Let’s take a closer look . . . 
FC Command Center Folio – Opened View
On the left, there is a good-sized pocket/flap. The area under the flap is fabric. I’m told that this area can hold an iPad Mini. I don’t have one of those, but I know that it can hold a Kindle quite comfortable. I’ve used this area for boarding passes and to hold folded sheets of paper. If I had one wish for the flap, it would be that it had a couple of slots for credit or business cards.
On the right is place for a notebook – I chose a book with binding on the left, but the Command Center can also hold a top-bound notebook.
To the far right are the pen loops. Two loops to hold your favorite pen securely. The leather parts of the loops are showing, the underside features elastic and I’m glad to report that it holds all pen sizes quite nicely. Compare this with the Midori pen loop and, really, there is no comparison – Franklin- Christoph really wins big in this area.
Franklin-Christoph Command Center Elastic Band
The elastic band (see the first image above) is wide and feels very snug and secure.
I’m a tiny bit concerned that it could eventually pull away from the Folio. However, F-C is known to make high-quality products and also known to stand behind them.
Time will tell!
Moving on . . . 
The back features a zippered compartment

The zippered compartment was described as able to hold an iPhone. Yes, it will hold an iPhone, but it feels like that is stretching the limit of that pocket and made me a little concerned about the having a problem with the zipper down the road. In time, I think the leather would give a bit and more easily accommodate something like an iPhone. For now, I’ve used it to hold a few dollar bills, my drivers license and some receipts.

Gussetted Compartment

Iconic Franklin-Christoph Cut Corners
Continuing . . .
I was happily surprised to learn that I could choose a notebook to go with the Folio
The cut corners on the notebook and folio are not just a nifty design element, they are also intended to keep corners from bending and becoming worn.

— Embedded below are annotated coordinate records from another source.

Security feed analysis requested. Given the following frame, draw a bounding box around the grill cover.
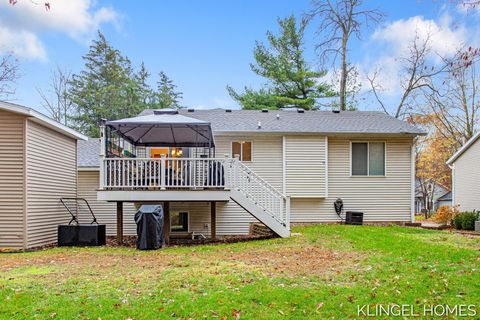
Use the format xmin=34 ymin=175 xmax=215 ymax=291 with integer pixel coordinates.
xmin=135 ymin=205 xmax=163 ymax=250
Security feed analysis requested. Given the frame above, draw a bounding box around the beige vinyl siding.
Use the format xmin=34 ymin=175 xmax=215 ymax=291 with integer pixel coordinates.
xmin=453 ymin=140 xmax=480 ymax=211
xmin=215 ymin=135 xmax=283 ymax=191
xmin=78 ymin=171 xmax=136 ymax=235
xmin=284 ymin=136 xmax=327 ymax=197
xmin=291 ymin=138 xmax=412 ymax=223
xmin=27 ymin=120 xmax=77 ymax=247
xmin=0 ymin=111 xmax=25 ymax=248
xmin=215 ymin=135 xmax=283 ymax=235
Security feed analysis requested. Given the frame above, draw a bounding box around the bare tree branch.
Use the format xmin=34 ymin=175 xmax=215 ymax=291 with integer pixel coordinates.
xmin=306 ymin=0 xmax=384 ymax=110
xmin=367 ymin=33 xmax=446 ymax=118
xmin=37 ymin=66 xmax=73 ymax=126
xmin=0 ymin=53 xmax=19 ymax=99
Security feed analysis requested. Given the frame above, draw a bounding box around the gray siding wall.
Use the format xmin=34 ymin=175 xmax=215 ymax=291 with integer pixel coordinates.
xmin=453 ymin=140 xmax=480 ymax=211
xmin=284 ymin=136 xmax=327 ymax=198
xmin=79 ymin=136 xmax=412 ymax=235
xmin=0 ymin=111 xmax=25 ymax=248
xmin=27 ymin=120 xmax=77 ymax=247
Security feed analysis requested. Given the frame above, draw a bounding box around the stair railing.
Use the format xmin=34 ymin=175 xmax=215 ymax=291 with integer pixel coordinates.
xmin=227 ymin=158 xmax=290 ymax=227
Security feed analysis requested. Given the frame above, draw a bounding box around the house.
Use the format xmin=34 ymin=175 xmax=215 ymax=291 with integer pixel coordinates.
xmin=447 ymin=132 xmax=480 ymax=211
xmin=435 ymin=191 xmax=452 ymax=210
xmin=415 ymin=179 xmax=452 ymax=214
xmin=78 ymin=109 xmax=423 ymax=237
xmin=0 ymin=102 xmax=87 ymax=249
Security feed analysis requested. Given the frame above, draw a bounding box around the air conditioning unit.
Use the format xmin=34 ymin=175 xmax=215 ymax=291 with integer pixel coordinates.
xmin=345 ymin=211 xmax=363 ymax=225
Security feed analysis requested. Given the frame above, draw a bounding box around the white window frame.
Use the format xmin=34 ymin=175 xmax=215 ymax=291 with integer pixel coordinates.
xmin=170 ymin=210 xmax=190 ymax=233
xmin=349 ymin=140 xmax=387 ymax=178
xmin=230 ymin=140 xmax=253 ymax=162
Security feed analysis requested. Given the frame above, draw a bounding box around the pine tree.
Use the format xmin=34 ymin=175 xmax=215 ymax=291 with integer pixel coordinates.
xmin=155 ymin=71 xmax=183 ymax=109
xmin=135 ymin=62 xmax=155 ymax=108
xmin=69 ymin=32 xmax=145 ymax=137
xmin=227 ymin=15 xmax=333 ymax=109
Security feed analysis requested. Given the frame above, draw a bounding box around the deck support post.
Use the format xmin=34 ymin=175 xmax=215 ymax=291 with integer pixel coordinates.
xmin=163 ymin=201 xmax=170 ymax=245
xmin=210 ymin=201 xmax=217 ymax=240
xmin=117 ymin=201 xmax=123 ymax=244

So . . . the Franklin-Christoph Notebook isn’t perfect. I am 100% sure they’d replace it if I brought it up with them. However, it’s the Folio I was after, the Notebook was a bonus.

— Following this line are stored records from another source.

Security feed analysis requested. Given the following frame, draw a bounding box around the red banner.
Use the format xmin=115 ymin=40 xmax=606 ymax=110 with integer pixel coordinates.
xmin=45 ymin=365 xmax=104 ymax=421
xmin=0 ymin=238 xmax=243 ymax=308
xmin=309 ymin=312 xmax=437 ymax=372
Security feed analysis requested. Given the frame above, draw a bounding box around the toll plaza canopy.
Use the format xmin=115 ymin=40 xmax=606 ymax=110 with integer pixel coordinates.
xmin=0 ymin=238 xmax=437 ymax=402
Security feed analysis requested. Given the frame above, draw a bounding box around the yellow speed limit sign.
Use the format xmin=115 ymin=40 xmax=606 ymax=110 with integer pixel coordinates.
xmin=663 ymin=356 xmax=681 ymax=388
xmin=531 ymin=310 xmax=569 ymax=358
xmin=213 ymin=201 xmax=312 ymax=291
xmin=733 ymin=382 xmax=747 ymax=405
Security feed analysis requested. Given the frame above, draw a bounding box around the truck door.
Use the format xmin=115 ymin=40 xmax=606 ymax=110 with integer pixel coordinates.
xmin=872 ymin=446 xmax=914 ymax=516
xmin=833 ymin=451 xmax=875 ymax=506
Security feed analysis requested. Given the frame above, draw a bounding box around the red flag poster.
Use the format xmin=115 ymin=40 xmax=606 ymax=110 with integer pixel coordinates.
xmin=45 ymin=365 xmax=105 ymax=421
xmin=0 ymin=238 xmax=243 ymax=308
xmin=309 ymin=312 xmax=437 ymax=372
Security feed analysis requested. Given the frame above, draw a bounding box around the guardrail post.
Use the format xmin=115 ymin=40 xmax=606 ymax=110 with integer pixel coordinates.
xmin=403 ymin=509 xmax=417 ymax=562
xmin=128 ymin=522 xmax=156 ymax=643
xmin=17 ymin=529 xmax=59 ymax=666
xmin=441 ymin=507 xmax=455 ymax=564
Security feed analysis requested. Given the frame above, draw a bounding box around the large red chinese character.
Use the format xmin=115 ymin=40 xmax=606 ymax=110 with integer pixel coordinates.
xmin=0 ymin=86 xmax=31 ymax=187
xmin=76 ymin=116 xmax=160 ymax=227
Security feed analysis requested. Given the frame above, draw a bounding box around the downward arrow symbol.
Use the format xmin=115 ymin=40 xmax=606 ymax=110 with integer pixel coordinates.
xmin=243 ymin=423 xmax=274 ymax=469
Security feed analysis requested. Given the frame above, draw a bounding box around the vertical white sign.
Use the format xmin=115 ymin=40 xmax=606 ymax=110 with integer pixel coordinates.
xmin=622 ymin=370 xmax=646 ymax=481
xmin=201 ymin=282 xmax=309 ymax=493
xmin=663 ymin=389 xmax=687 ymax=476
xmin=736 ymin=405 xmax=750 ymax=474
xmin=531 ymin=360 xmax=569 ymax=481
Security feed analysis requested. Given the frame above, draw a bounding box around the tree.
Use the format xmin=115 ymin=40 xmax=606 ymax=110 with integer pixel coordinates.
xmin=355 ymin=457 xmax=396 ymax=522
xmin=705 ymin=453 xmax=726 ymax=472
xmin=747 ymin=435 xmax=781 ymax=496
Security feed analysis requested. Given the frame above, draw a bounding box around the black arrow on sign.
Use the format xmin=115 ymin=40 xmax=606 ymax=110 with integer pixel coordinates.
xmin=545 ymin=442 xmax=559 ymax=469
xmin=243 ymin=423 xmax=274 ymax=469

Another issue with the notebook
I should have looked at the notebook as closely as I checked over the folio. This one had probably been handled by others (though it was behind their tables at the show) before it found its way to me.
Another reason I didn’t bring this up with Franklin-Christoph . . . 
Franklin-Christoph Notebook
Franklin-Christoph Notebook Paper with Purple Tint
Above is a picture of the Franklin-Christoph Notebook paper with a piece of nice quality white paper under. As you can see, the F-C has a purple tone to it.  I don’t personally like this quality in the paper. 
Franklin-Christoph Folio with Clairefontaine Top-Bound Notebook
In the end, I decided to go with a top-bound notebook from Clairefontaine. Here’s why: the top-bound notebook can be pulled out just a bit and then the cover flipped over – flip the left side of the folio behind and I have a more compact solution. (I hope that made sense – it sounds complicated, but it definitely isn’t.)
I use (and seriously love) the folio everyday. It was just what I needed to organize my on-the-go writing.
Mine is the A5 Medium in Black and Brown. There are other options available at this link.
One final note – I won, I won!  When we were at the LA Pen Show, Franklin-Christoph had a drawing and I managed to win! The drawing was for $100 off any purchase. It’s going to be a few weeks before what I want is back in stock – I can’t wait to show you!
What would you do with $100 from F-C?